Чародей вздохнул, протягивая Василю работу.
Первый писарь Эдельвии, отложил в сторону трубку, достал из нагрудного кармана выпуклое стекло и, приложив его к правому глазу, начал читать, водя пальцем по строчкам фолианта. Наконец, старик оторвался от чтения, хитро посмотрел на помощника:
— И в чем же сложность, Виллемий?
— Простите, Василь, но я не смыслю ничего в этой старолирийской поэзии, мне куда проще работать с книгами по теории чародейства. А тут почему-то речь о людях, потом сразу о растениях, затем почему-то автор переключается на музыкальные темы. И вот как позвольте, я должен все это сплести воедино?

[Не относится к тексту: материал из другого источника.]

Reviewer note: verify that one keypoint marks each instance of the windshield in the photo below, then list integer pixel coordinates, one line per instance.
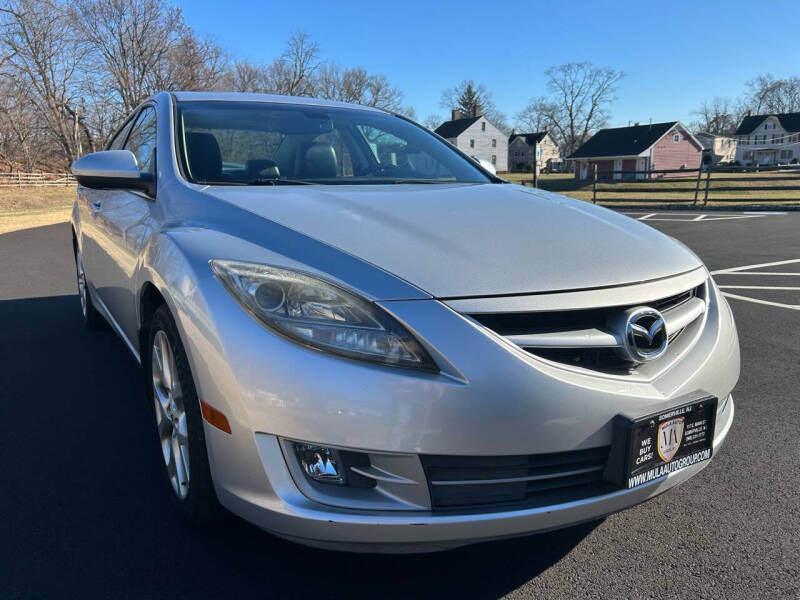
(262, 143)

— Ох, юноша, но все же проще простого — это о любви. Автор сравнивает возлюбленную то с цветком, то с музыкальным инструментом, — снова засмеялся своим скрипучим голосом Василь.
Виллемий лишь недовольно хмыкнул и забрал протянутый фолиант.
— А скажи мне, Виллем, любил ли ты сам когда-нибудь? — все также хитро улыбаясь, спросил помощника старик.
Чародей только развел руками:
— Ну, если Вы о женщинах, Василь, то конечно они были у меня.
— Нет, юноша, я спрашиваю не в скольких спальнях ты был гостем, я спрашиваю — ЛЮБИЛ ли ты когда-нибудь?
— Неожиданный вопрос…
— Ну, можешь и не отвечать прямо, по глазам вижу, что любил, — довольно кивнул головой старик, и, набив ароматным табаком трубку, протянул чародею. — Присядь рядом, Виллемий, и послушай старика.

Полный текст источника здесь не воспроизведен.